Se preguntaba por qué la gente ponía etiquetas a las emociones.
Antes ni tan siquiera se había parado a pensar en ello. No le molestaban, pero
no le parecían justas. No se identificaba con el grupo y la sociedad la había
hecho miembro honorífico. En cualquiera de los casos, todavía estaba mareada
por el huracán que la había arrollado, le había dado cientos de vueltas hasta
perder el horizonte y ahora que se sentía cómoda en el centro del caos, la
había abandonado. El huracán llamado Raquel la había utilizado y ella se sentía
como el primer regalo que se abre en Navidad, que se desenvuelve con toda la
ilusión que un corazón es capaz de albergar, pero que queda escondido bajo el
árbol tras descubrir que hay más.
Aún con nauseas, Laura pensaba con amargura en la discusión que
había hecho que dejaran de verse. Raquel parecía muy seguro de cuanto decía y
no dar señales de vida durante tanto tiempo reafirmaba la frase espetada antes
del portazo que cerraba el acto: conocerte
ha sido como comer basura y ya tengo indigestión.

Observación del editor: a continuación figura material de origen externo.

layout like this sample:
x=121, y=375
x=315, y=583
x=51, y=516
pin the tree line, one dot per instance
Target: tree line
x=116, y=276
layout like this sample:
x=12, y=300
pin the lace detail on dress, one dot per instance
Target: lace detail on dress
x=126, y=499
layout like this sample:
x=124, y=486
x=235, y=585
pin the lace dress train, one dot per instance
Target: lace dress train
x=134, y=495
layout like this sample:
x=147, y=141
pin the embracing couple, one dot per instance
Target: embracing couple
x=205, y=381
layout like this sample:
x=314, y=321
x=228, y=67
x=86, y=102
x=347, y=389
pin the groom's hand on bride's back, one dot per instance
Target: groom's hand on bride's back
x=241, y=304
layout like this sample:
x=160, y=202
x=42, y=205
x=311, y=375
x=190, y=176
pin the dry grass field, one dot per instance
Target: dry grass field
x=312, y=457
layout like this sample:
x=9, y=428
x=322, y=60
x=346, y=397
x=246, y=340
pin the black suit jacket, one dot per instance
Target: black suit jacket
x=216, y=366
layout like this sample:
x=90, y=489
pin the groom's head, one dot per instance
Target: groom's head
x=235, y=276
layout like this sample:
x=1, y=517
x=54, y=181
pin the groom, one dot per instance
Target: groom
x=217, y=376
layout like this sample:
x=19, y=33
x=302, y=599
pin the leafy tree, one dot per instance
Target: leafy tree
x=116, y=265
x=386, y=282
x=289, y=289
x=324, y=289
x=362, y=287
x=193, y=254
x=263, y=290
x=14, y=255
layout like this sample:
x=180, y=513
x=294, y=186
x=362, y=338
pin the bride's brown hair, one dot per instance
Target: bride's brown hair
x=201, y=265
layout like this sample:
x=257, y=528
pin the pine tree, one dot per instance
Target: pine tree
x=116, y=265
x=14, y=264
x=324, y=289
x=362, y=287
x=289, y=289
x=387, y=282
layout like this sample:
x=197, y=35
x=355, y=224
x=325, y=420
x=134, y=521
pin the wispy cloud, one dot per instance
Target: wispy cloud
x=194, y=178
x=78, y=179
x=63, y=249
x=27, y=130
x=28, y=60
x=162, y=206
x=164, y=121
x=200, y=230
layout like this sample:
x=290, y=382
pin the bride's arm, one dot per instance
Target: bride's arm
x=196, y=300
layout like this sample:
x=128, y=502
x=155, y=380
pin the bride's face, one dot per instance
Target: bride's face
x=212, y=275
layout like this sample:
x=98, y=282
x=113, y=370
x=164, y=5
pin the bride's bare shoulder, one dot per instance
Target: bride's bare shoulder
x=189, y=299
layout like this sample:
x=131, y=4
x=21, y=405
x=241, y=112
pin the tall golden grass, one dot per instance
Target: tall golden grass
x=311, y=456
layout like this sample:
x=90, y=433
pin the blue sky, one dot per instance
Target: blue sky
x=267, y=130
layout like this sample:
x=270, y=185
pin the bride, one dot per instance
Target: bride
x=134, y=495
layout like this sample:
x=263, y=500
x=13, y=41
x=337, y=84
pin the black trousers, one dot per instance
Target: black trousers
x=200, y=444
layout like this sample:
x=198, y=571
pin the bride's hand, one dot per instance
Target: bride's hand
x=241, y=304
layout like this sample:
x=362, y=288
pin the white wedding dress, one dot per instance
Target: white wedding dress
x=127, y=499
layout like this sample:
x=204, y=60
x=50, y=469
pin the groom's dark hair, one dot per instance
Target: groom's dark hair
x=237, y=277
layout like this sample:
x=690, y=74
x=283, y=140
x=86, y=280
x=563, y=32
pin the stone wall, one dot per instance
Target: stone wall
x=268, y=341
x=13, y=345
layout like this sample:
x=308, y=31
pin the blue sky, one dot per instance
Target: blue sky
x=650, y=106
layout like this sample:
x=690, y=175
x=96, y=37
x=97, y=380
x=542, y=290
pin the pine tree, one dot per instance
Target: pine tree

Sonó el timbre insistente. Laura abrió con ira con la intención de
acallar el estúpido sonido que le estaba perforando el cráneo. Raquel estaba llorando
a mares y el rímel dibujaba figuras de tristeza en su cara. Laura solo pudo
abrir los brazos para recibir su cuerpo. Todas las palabras que había imaginado
decirle salieron corriendo como si fueran ratones huyendo de la luz encendida a
traición.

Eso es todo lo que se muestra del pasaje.